Predicting that within five years the world’s filmmakers and distributors will all be “leaning forward to the Chinese market,” Mr. Zhang cautioned that the Chinese industry needed to place less emphasis on profits and “popcorn movies” and noted a lack of current Chinese films that were “full of imagination,” as well as good novels and stories to use as sources.
“It’s easy to say we have good movies, but difficult to do it,” he said.
Mr. Lee worried that mainland Chinese film, after a long fallow period, was growing too quickly with too great a focus on box office blockbusters. “Give the Chinese market some time,” he said. If it were allowed to naturally grow, he added, China could set an example for an American film industry that itself is “not very healthy.”
The event was sponsored by the Tisch School of the Arts and LeTV, the online video site that owns Le Vision Pictures, a producer of Mr. Zhang’s latest film, “Coming Home,” set during the Cultural Revolution and starring Gong Li.

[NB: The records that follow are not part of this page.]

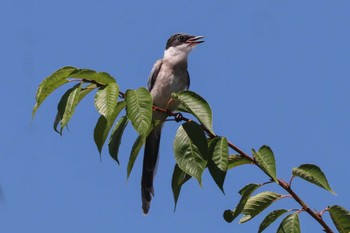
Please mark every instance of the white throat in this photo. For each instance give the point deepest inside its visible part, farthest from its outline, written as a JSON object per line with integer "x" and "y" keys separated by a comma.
{"x": 178, "y": 54}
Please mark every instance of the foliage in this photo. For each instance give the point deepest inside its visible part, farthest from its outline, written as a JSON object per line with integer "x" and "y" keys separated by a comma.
{"x": 196, "y": 146}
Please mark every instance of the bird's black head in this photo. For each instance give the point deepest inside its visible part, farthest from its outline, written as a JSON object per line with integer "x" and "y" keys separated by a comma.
{"x": 182, "y": 38}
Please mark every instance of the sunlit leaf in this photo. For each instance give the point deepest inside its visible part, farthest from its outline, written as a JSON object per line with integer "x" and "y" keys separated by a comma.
{"x": 341, "y": 218}
{"x": 106, "y": 99}
{"x": 101, "y": 78}
{"x": 266, "y": 160}
{"x": 245, "y": 192}
{"x": 134, "y": 153}
{"x": 270, "y": 218}
{"x": 312, "y": 174}
{"x": 51, "y": 83}
{"x": 257, "y": 204}
{"x": 116, "y": 136}
{"x": 290, "y": 224}
{"x": 236, "y": 160}
{"x": 66, "y": 107}
{"x": 195, "y": 104}
{"x": 139, "y": 109}
{"x": 104, "y": 125}
{"x": 217, "y": 164}
{"x": 64, "y": 75}
{"x": 179, "y": 178}
{"x": 228, "y": 215}
{"x": 191, "y": 149}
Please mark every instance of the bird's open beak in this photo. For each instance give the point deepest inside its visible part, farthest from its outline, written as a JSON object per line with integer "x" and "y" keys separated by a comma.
{"x": 195, "y": 40}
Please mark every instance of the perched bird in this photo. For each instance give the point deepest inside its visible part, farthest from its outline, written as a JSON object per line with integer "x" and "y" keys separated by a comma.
{"x": 168, "y": 75}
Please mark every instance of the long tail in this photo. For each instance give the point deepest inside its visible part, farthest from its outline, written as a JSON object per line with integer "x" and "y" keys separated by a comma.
{"x": 149, "y": 167}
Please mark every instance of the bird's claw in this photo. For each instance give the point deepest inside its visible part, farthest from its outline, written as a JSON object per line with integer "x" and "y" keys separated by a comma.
{"x": 178, "y": 117}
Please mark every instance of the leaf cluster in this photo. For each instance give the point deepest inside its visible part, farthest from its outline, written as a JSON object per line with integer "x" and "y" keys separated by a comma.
{"x": 196, "y": 146}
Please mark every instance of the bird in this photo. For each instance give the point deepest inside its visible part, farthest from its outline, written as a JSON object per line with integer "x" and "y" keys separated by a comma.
{"x": 167, "y": 76}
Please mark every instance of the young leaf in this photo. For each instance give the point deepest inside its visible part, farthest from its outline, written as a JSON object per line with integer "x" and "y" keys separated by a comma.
{"x": 61, "y": 105}
{"x": 290, "y": 224}
{"x": 134, "y": 153}
{"x": 195, "y": 104}
{"x": 104, "y": 125}
{"x": 139, "y": 109}
{"x": 245, "y": 192}
{"x": 191, "y": 149}
{"x": 341, "y": 218}
{"x": 66, "y": 107}
{"x": 51, "y": 83}
{"x": 270, "y": 218}
{"x": 312, "y": 174}
{"x": 101, "y": 78}
{"x": 266, "y": 160}
{"x": 106, "y": 99}
{"x": 228, "y": 215}
{"x": 236, "y": 160}
{"x": 86, "y": 90}
{"x": 217, "y": 164}
{"x": 256, "y": 204}
{"x": 179, "y": 178}
{"x": 71, "y": 103}
{"x": 116, "y": 136}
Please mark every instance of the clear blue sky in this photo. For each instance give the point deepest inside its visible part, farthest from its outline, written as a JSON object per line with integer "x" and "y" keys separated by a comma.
{"x": 274, "y": 72}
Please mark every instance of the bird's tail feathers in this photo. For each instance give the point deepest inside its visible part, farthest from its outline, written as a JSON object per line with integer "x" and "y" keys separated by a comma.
{"x": 150, "y": 161}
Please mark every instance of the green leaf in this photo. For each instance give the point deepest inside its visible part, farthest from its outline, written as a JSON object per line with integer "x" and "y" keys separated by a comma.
{"x": 116, "y": 136}
{"x": 197, "y": 106}
{"x": 106, "y": 99}
{"x": 139, "y": 109}
{"x": 71, "y": 103}
{"x": 66, "y": 107}
{"x": 245, "y": 192}
{"x": 62, "y": 105}
{"x": 51, "y": 83}
{"x": 256, "y": 204}
{"x": 86, "y": 90}
{"x": 104, "y": 125}
{"x": 341, "y": 218}
{"x": 236, "y": 160}
{"x": 101, "y": 78}
{"x": 270, "y": 218}
{"x": 312, "y": 174}
{"x": 179, "y": 178}
{"x": 228, "y": 215}
{"x": 60, "y": 77}
{"x": 266, "y": 160}
{"x": 217, "y": 164}
{"x": 135, "y": 152}
{"x": 290, "y": 224}
{"x": 191, "y": 149}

Asked by the moderator, the Tisch professor Christine Choy, about their next projects, both directors said as little as possible. But Mr. Zhang allowed that he was discussing a Hollywood project — “I think it’s a large project,” he said — which would be his first film in English, a language he doesn’t speak. There have been reports that he is in negotiations to direct an adaptation of a Robert Ludlum novel.
Mr. Lee spoke about a movie related to “boxing and belief,” a project that was first reported last fall, but said he still needed to raise money and, in the wake of the visually spectacular “Life of Pi,” develop even newer camera technologies to tell the story the way he wanted.
When he was given the chance to pose a question to Mr. Lee, Mr. Zhang mentioned his colleague’s singular success working in both the Asian and American markets and asked, rather intently, “How do you make the world understand you?”